Шторм – это когда не надо выходить на палубу, в свист и вой, не надо смотреть, как броненосец на горизонте уходит целиком под воду, но потом почему-то выныривает из-под нее.
Шторм – это когда происходит то, чего не может быть: винты показываются из-под воды, и твой наклоненный носом вниз корабль дико трясет. А если ты забываешь наглухо завинтить иллюминатор, то за мгновение остаешься без жилья. Вода смывает в твоей каюте вообще все, и у тебя нет постели, бумаг – ничего. Звать на помощь бессмысленно, потому что какая уж тут помощь. Воду будешь вычерпывать ведром или банкой от керосина, сам.
Эскадру разметало по двум океанам, потому что шторм швырял ее на пути к южной оконечности Африки и после нее. Мы потеряли белого «Орла», его отправили за медикаментами в Капштадт еще от Ангра-Пекена, немецкой колонии на юге западного побережья.
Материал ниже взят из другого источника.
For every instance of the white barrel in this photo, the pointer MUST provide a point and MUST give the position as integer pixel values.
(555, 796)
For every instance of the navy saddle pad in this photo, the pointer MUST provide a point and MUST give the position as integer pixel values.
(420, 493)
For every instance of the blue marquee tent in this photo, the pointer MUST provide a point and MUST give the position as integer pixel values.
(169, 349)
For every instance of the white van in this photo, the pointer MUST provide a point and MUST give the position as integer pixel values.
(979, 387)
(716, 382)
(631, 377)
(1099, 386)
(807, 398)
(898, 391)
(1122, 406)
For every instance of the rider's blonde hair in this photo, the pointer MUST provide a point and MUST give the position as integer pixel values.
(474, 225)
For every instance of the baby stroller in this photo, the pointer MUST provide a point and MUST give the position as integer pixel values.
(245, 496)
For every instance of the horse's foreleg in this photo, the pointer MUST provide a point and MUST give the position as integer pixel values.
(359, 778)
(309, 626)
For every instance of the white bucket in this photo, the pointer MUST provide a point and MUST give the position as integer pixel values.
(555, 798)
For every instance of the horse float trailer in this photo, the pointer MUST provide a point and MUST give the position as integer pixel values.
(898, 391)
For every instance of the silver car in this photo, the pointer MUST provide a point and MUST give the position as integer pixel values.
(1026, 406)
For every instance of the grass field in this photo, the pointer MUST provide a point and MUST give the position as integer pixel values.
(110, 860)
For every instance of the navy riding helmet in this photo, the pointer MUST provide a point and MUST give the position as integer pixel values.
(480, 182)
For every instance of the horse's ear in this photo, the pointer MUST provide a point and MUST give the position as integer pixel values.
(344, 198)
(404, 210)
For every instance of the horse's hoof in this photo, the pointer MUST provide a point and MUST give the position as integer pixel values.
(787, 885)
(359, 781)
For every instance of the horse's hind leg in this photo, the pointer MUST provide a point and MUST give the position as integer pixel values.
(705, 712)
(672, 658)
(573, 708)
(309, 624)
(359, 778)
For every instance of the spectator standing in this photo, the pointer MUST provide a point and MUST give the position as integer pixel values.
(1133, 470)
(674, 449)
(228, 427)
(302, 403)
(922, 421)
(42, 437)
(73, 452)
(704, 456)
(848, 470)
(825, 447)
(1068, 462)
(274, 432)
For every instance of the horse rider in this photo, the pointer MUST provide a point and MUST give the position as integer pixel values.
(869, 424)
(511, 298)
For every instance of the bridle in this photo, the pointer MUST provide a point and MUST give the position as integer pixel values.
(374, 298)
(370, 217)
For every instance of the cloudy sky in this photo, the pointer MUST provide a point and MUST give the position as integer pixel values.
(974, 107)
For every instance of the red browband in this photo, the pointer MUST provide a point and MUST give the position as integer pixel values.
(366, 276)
Я не знал, увижу ли я еще Веру; мне снилось страшное, как ее тряпкой проносит по всей палубе и бросает в море, дважды я пытался ночью выйти наверх, держать там вахту и оказаться тем человеком, который видит белую руку среди бешеных волн, несется к командиру, требует сделать хоть что-то, бросить в бурлящую воду канат, спустить шлюпку…
Мы потеряли транспорты, и никто не верил, что полуживая «Малайя» выдержит такую трепку. Мы, собственно, потеряли друг друга, кильватерной колонны больше не было, и казалось, что так даже лучше. Потому что неизвестно, что страшнее – тонуть самому или видеть, как волна переворачивает громадный корабль на горизонте, и ничего нельзя сделать.
И это продолжалось с 28 ноября до 16 декабря. Крейсер – как мотающийся во все стороны островок в громадном пустом пространстве, люди – сжавшие зубы герои, все силы которых уходят на одно: выжить, пережить.
От Ильи Перепелкина и других я знал, что еще в Габуне адмирал телеграфом направил официальный запрос в Морское министерство: как это может быть, чтобы ему, командующему эскадрой, идущей в Порт-Артур, уже полтора месяца не направляют никакой официальной информации о положении нашей дальневосточной эскадры, да и Маньчжурской армии.
Ответа Рожественский не получил.
То, что Артура и эскадры больше нет, мы узнали ясно и окончательно только 25 декабря, уже несколько дней находясь в спокойных и теплых водах у Мадагаскара.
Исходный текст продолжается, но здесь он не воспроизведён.